岡留安則の「東京-沖縄-アジア」幻視行日記 2011.09.15

■9月某日 野田総理の所信表明をチラと見たが、官僚の作文を読んでいるだけで、わくわくするような期待感はゼロ。「正心誠意」とか、「福島の再生なくして日本の再生はない」などというキャッチフレーズは得意のようだが、人間的に深みがないので薄っぺらにしか見えない。個性がないのが個性という事かもしれないが、何かやってくれそうな予感が全くしないのは、松下政経塾のせいなのか、それとも官僚に操られていることが透けてみえるからか。被災地の視察の印象を聞かれて、「死の町」と発言したことに続いて、「放射能が移る」発言で、大臣就任9日目にして辞任したのが鉢呂経産大臣。しかし、原発から3キロ圏の双葉町など、誰が考えても人っ子一人いない「死の町」ではないか。被災者の気持ちを逆なでしているという指摘は当たっているかもしれないが,首になるほどの大問題なのか。  
 本来は、政府が率先して、永久立ち入り禁止を宣言して、住民の居住地や生活の保障を打ち出すべきではないのか。住民には気の毒だが、チェルノブイリを見ても、双葉町で昔のような生活ができるメドは全くたたないはずだ。除染作業は当然としても、原発の危機は続いており、生活自体が成り立たないことは自明だ。鉢呂大臣は、野党戦略にやられただけで、辞任するほどの大罪を犯したとは思えない。そんなことで経産大臣がいちいち辞任していたら、原発対策はますます後手後手に回るだけだ。その鉢呂大臣の後任に枝野氏が滑り込んだのも不可解だ。菅内閣の重要閣僚なのだから菅政権の責任をとってしばらくおとなしくしているべきではないのか。形の上では挙党一致といいながら、菅内閣の重量閣僚だった、枝野、前原、仙谷らがちゃっかりもぐりこむのだから、この政党にケジメという発想などないようだ。むろん、民主党じたいの人材不足もあるのだろうが、少なくと、普天間基地の県外・国外移設は放置状態だ。 
 野田新大臣も日米問題は最大の基軸であり、普天間基地の固定化を避けるために、辺野古への建設に理解を求めると公言している。その指南役が防衛官僚とべったりの北沢前防衛大臣というのだから、先行きの展望は全く見えない。しかも北沢は「普天間チーム」なる組織を立ち上げ、今後とも米軍や防衛省の利権に絡もうと狙っていることだ。特に、「防衛はシロウト」と公言した一川防衛大臣が危ない。
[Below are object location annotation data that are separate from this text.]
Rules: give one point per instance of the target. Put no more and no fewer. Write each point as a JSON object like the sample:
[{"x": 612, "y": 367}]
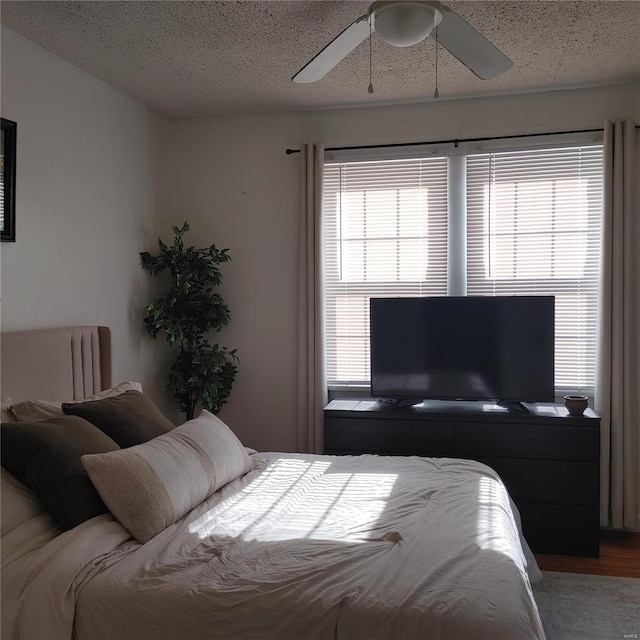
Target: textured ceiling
[{"x": 198, "y": 59}]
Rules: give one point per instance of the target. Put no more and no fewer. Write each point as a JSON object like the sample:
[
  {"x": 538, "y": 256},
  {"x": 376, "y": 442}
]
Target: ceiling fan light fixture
[{"x": 403, "y": 24}]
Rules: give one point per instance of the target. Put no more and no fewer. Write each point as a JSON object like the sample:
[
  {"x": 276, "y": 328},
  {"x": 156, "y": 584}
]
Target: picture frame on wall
[{"x": 8, "y": 181}]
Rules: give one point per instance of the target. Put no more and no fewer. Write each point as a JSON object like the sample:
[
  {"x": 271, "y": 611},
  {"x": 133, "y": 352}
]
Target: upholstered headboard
[{"x": 69, "y": 363}]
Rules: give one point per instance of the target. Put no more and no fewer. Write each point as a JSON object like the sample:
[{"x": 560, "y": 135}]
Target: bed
[{"x": 259, "y": 544}]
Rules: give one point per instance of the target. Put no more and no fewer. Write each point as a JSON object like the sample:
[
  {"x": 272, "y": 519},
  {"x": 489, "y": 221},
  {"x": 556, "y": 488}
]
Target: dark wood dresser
[{"x": 549, "y": 461}]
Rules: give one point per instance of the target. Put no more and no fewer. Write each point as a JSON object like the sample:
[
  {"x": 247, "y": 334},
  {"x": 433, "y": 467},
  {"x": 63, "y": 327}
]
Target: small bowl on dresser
[{"x": 576, "y": 404}]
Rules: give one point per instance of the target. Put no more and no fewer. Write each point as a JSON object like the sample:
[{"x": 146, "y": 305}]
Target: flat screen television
[{"x": 463, "y": 348}]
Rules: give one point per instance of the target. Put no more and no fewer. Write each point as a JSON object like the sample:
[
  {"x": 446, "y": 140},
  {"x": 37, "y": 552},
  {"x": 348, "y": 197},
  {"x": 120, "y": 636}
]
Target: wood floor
[{"x": 619, "y": 556}]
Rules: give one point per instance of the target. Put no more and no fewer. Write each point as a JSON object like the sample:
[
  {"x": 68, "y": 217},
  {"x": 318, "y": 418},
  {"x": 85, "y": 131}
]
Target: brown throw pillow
[
  {"x": 45, "y": 456},
  {"x": 129, "y": 419}
]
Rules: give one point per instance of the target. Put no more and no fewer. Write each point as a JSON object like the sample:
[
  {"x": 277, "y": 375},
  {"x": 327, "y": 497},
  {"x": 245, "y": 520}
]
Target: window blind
[
  {"x": 385, "y": 235},
  {"x": 533, "y": 228}
]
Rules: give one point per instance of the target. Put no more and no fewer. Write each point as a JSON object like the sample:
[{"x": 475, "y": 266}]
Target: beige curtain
[
  {"x": 617, "y": 384},
  {"x": 311, "y": 385}
]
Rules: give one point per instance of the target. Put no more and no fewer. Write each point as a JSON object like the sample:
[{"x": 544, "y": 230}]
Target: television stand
[
  {"x": 517, "y": 407},
  {"x": 548, "y": 460}
]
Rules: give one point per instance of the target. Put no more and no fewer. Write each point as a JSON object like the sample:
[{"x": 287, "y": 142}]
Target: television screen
[{"x": 463, "y": 348}]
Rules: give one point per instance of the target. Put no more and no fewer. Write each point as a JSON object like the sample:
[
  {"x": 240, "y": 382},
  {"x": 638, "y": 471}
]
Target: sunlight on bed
[
  {"x": 299, "y": 499},
  {"x": 494, "y": 522}
]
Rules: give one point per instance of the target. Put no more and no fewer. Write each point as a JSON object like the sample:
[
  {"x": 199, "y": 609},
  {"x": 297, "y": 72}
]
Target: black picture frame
[{"x": 8, "y": 181}]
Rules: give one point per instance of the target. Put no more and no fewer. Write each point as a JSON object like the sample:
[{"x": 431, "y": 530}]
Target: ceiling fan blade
[
  {"x": 335, "y": 51},
  {"x": 471, "y": 47}
]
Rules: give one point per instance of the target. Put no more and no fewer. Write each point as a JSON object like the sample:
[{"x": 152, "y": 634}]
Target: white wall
[
  {"x": 232, "y": 180},
  {"x": 100, "y": 177},
  {"x": 87, "y": 202}
]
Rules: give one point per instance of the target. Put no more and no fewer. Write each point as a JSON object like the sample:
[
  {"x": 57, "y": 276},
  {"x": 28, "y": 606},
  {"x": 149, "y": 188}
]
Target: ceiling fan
[{"x": 403, "y": 23}]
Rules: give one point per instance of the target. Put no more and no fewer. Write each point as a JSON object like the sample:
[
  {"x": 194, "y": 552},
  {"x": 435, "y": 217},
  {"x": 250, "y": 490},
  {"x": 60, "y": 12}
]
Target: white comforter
[{"x": 307, "y": 547}]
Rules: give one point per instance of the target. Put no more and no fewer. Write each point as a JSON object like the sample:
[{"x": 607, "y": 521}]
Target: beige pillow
[
  {"x": 149, "y": 486},
  {"x": 36, "y": 410},
  {"x": 6, "y": 414},
  {"x": 17, "y": 503}
]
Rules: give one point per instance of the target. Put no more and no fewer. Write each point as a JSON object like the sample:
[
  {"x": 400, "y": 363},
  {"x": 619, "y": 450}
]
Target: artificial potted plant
[{"x": 202, "y": 373}]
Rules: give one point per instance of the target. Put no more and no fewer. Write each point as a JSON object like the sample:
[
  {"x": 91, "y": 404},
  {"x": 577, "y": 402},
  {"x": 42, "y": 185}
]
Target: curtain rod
[{"x": 454, "y": 141}]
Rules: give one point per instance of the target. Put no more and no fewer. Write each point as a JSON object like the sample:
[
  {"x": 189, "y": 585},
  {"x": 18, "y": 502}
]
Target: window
[
  {"x": 385, "y": 235},
  {"x": 532, "y": 227}
]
防衛官僚に対峙して新たな移設案など打ち出せるわけがない。おそらく、防衛問題の知恵ものである前原や北沢が、自分たちにやりやすい体制をつくるために一川氏を起用したのではないかと勘繰らざるを得ない。前原も北沢も基地問題と経済支援はリンクしているというのが本音の連中である。このままでは一川氏ではいずれ防衛官僚の忠実なロボットになるしかないだろう。
 それでも、沖縄にとってささやかな希望は輿石幹事長が岡田幹事長にかわって沖縄協議会を仕切ることになったことだ。民主党沖縄県連の相談役でもある斉藤つよし議員も内閣官房副長官に就任した。すでに、米国では3・11以降のイラク、アフガン戦争での戦費は100兆円を超えているといわれており、米国じたいが国家財政の危機的状況にある。米国の新国防補佐官は、「普天間やグアム移設化見直しもあり、検討課題と述べている」それでも、日本の官僚べったりの政治家は、できもしない辺野古新基地建設にこだわっている。その本音は一体なんなのか知りたいところだ。